New data on the international trade in chameleons

New data on the international trade in chameleons

Science

Researchers from several universities recently analysed the international trade in chameleons. The focus was on Tanzania in East Africa. Tanzania is currently home to 41 of the 228 known species, making it the country with the second-highest number of chameleon species after Madagascar.

The study was based on the publicly accessible CITES trade database and the annual reports of the countries participating in the Washington Convention on International Trade in Endangered Species of Wild Fauna and Flora. Chameleons exported for scientific or non-commercial purposes were excluded. In addition, the most frequently clicked websites on the Internet in the form of English-language sales platforms, social media and forums were searched for sale and purchase adverts for chameleons using Google and “[species] for sale”. A total of 14 websites of commercial sellers, two online forums, two advertising websites, four social media sites and seven closed groups in social media were analysed. As a third pillar of the study, villagers in the Eastern Arc Mountains in Tanzania were interviewed using a questionnaire with eleven questions.

The general result of the study is that the international trade in chameleons fell rapidly between 2000 and 2019. At the same time, the number of chameleons bred in captivity increased. The number of “ranched” chameleons, i.e. chameleons bred on a farm in the country of origin for export, fell slightly. The largest export factor was commercial trade, with almost all species being exported directly from their countries of origin and not via other intermediaries in other countries. From 2000 to 2019, a total of 327,522 chameleons were legally traded. Only six countries accounted for 91% of exports: Tanzania, Madagascar, Mozambique, Uganda, Ghana and Cameroon. Tanzania was the country from which the most chameleons were traded, accounting for 34% of all exports. The country to which most chameleon exports went was the USA with 46%. The USA thus received almost half of all chameleons traded under CITES worldwide between 2000 and 2019. Other countries with relatively high numbers of chameleon imports were Japan (13%) and Germany (10%).

Six chameleon species from Tanzania were particularly sought after. Together they accounted for 85% of the trade in chameleons in the period mentioned. Kinyongia fischeri and Kinyongia tavetana were exported most frequently, followed by Trioceros werneri, Trioceros deremensis and Trioceros fuelleborni. Of the 42 species occurring in Tanzania, 35 were found for sale on online platforms and 29 were regularly on sales lists.

The on-site surveys in Tanzania revealed that only two out of three mountain ranges observed had participated in the trade in chameleons (East Usambara and Uluguru).
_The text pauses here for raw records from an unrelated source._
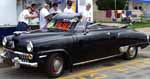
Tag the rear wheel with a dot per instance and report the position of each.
(55, 65)
(131, 53)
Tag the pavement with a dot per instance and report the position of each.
(115, 68)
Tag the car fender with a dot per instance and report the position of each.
(132, 38)
(62, 51)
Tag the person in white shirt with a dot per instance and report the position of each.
(87, 15)
(44, 12)
(68, 8)
(55, 9)
(24, 18)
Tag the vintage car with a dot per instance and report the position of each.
(70, 41)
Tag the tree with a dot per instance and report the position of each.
(110, 4)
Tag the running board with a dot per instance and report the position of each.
(90, 61)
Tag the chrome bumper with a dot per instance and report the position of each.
(18, 61)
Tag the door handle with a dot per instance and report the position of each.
(108, 33)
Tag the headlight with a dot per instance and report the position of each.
(4, 42)
(30, 47)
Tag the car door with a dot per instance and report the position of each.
(91, 45)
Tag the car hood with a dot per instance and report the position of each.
(41, 36)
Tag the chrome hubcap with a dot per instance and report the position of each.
(57, 66)
(132, 51)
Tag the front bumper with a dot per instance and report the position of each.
(15, 58)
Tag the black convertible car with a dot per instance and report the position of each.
(69, 41)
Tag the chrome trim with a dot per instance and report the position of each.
(53, 50)
(20, 62)
(123, 49)
(42, 56)
(96, 60)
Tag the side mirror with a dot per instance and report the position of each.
(86, 31)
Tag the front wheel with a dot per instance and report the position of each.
(55, 65)
(131, 53)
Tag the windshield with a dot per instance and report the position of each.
(59, 25)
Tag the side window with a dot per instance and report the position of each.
(63, 25)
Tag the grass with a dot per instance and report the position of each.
(139, 25)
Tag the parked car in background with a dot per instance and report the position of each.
(69, 41)
(135, 19)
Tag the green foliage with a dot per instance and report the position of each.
(140, 25)
(110, 4)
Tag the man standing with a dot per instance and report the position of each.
(87, 15)
(44, 17)
(68, 9)
(55, 9)
(24, 18)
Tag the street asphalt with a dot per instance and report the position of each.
(115, 68)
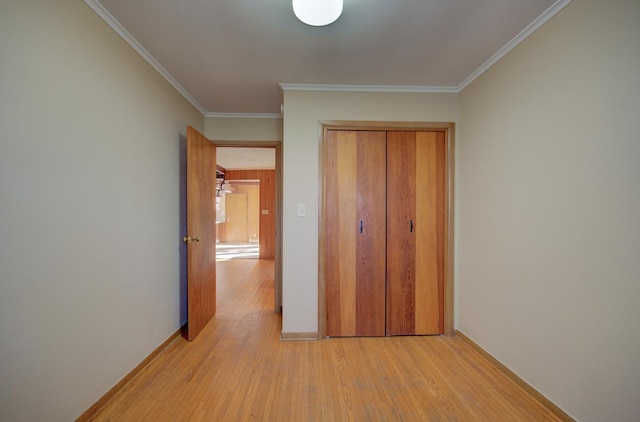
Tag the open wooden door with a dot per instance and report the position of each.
(201, 232)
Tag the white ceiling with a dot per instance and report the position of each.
(229, 56)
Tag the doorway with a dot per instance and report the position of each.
(248, 202)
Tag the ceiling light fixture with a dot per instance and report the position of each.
(317, 12)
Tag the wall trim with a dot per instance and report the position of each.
(102, 401)
(449, 265)
(369, 88)
(524, 34)
(551, 406)
(244, 115)
(298, 336)
(120, 30)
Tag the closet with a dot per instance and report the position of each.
(384, 231)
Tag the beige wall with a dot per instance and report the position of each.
(243, 129)
(89, 208)
(303, 110)
(548, 274)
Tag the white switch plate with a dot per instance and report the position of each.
(302, 210)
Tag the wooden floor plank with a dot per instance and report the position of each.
(237, 370)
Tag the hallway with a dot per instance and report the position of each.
(237, 369)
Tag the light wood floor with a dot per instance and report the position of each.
(238, 370)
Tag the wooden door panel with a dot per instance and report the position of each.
(415, 257)
(201, 217)
(426, 286)
(371, 234)
(355, 202)
(401, 239)
(340, 233)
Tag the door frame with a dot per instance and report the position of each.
(277, 145)
(449, 129)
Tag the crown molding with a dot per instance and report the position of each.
(244, 115)
(369, 88)
(530, 29)
(116, 26)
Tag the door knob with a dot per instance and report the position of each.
(189, 239)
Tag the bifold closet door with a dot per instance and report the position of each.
(355, 221)
(415, 232)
As Tanzania has suspended its exports indefinitely since 2016, the majority of respondents stated that there is currently no longer any trade in chameleons. Interestingly, the villagers stated that they had collected 13 species for trade, but 7 of these species never appeared on the official exports for Tanzania. The answers to the question of how many chameleons of which species were traded also differed significantly from the official figures in the perception of the local population: While locals reported “thousands” of chameleons with one horn as supposedly collected annually, only very isolated ones of these were actually exported. There may also be a strong divergence here due to a lack of species differentiation.

Trade routes in Tanzania could be traced quite well through the interviews. In general, traders from Muheza and Morogoro came to the Usambaa and Uluguru mountains and gave the villagers a desired number of certain species (selected according to “one horn, two horns, three horns or giant”). A time limit was set, after which the traders returned and transported the collected chameleons to Dar es Salaam for export. One trader was questioned more intensively and stated that his father had already traded in chameleons. He had also never seen a collection permit, even though his clients always emphasised that they had one. The middlemen and collectors had no interest in what the collected chameleons were to be used for, only what was paid for them. Even a middleman only received 0.4 US dollars per chameleon.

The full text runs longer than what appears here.